Sunday, May 20, 2007

Einstein: His Life and Universe by Walter Isaacson

This warm and intimate biography of one of the great and iconic figures of the 20th century is a must read for anyone interested in science, creativity, or simply the lives of interesting people.
I read the great biography of Einstein by Ronald Clark in the early '70s, and I enjoyed that a lot, so I was, at first, a bit hesitant to take on this work. However, every time I saw Isaacson interviewed on TV, my interest went up a notch. Finally, I gave in and bought a copy -- I am glad I did!
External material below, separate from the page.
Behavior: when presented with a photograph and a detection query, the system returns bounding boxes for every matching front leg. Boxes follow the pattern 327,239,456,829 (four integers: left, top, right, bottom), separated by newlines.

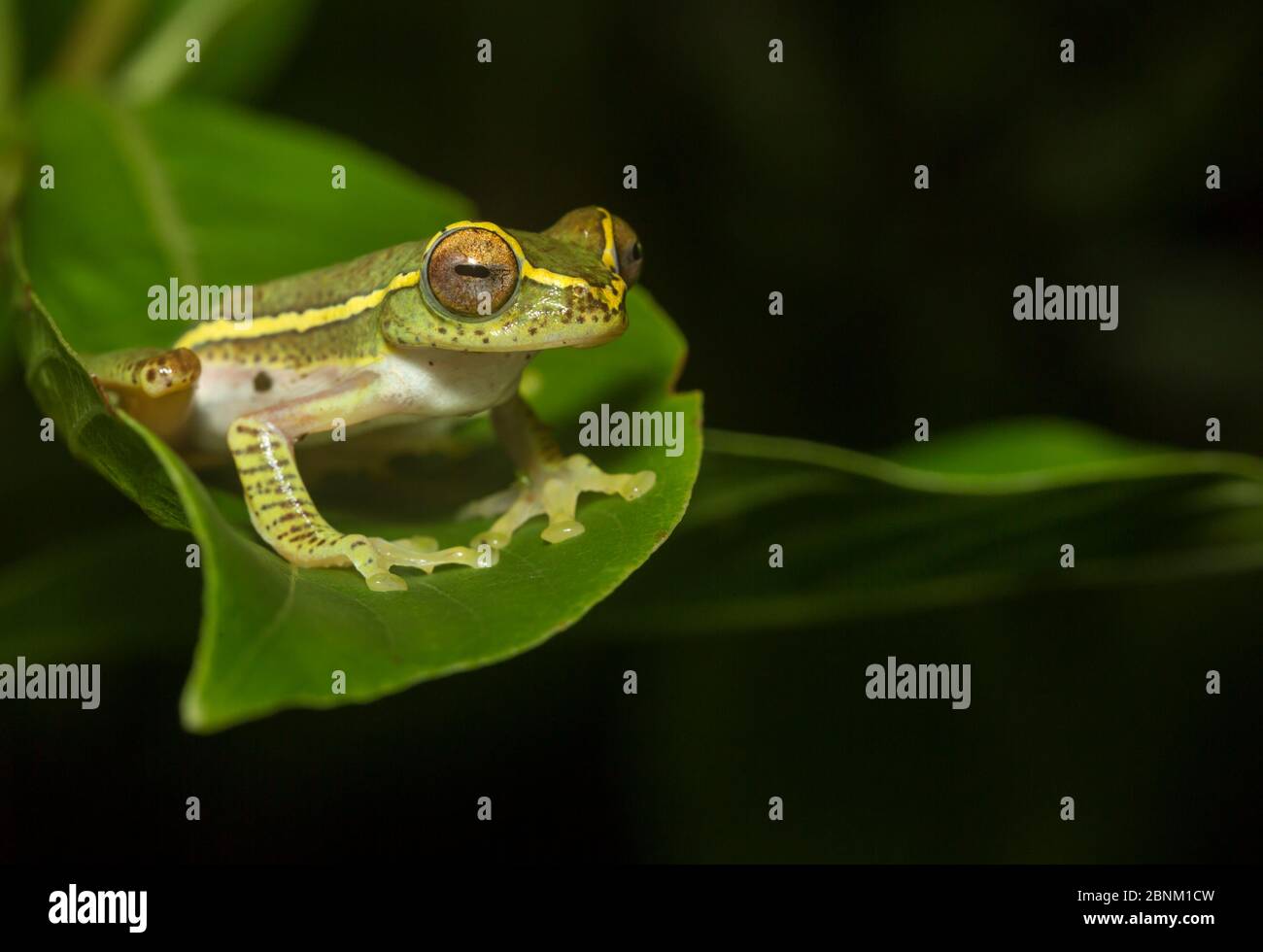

470,395,656,549
228,381,495,593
The personal and (almost) secret information uncovered by a treasure trove of new documents recently released by Hebrew University in Israel about his mind, life, and experiences is awe-inspiring. Some of the inspirational things I learned about him include: an understanding of the quote "Imagination is more important than knowledge." Einstein's knowledge of math was limited and he frequently needed help, but his "thought experiments" formed the basis for most of his ground-breaking theories that almost single-handedly allowed him to invent the science of theoretical physics.
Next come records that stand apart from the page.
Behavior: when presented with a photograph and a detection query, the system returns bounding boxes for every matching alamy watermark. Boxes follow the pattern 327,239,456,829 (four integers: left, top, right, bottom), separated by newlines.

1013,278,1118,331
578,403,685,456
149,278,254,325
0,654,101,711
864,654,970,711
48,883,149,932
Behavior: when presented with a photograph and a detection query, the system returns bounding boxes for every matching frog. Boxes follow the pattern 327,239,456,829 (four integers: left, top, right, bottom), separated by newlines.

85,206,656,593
Another Einsteinian trait was his incredible power of concentration. He was able to juggle dense and complicated scientific concepts and simple tasks, such as occupying his infant child or walking alongside a friend and engaging in meaningless banter.
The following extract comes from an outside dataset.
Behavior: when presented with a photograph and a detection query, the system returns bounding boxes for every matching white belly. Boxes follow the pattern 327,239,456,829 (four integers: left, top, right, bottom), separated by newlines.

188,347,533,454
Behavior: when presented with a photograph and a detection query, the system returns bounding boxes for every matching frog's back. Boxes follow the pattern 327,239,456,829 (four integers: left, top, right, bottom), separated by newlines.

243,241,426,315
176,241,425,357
I first thought of this book as a candidate for my book club, but I am not so sure for a couple of reasons: it is long and might not appeal to those who do not enjoy reading about esoteric concepts of science. Although Isaacson's style make the latter accessible to anyone with a rudimentary knowledge of science, I can imagine it would be off-putting for many people.
I found several quotes particularly compelling. Repression of free thought was one of the social issues that engaged Einstein throughout his life. He wrote, "Any government is evil if it carries within it the tendency to deteriorate into tyranny. The danger of such deterioration is more acute in a country in which the government has authority not only over the armed forces but also every channel of education and information as well as over the existence of every single citizen" (Isaacson 497).
Another: "...unrestrained capitalism produced great disparities of wealth, cycles of boom and depression, and festering levels of unemployment. The system encouraged selfishness instead of cooperation, and acquiring wealth rather than serving others. People were educated for careers rather than for a love of work and creativity. And political parties became corrupted by political contributions from owners of great capital" (Isaacson 504).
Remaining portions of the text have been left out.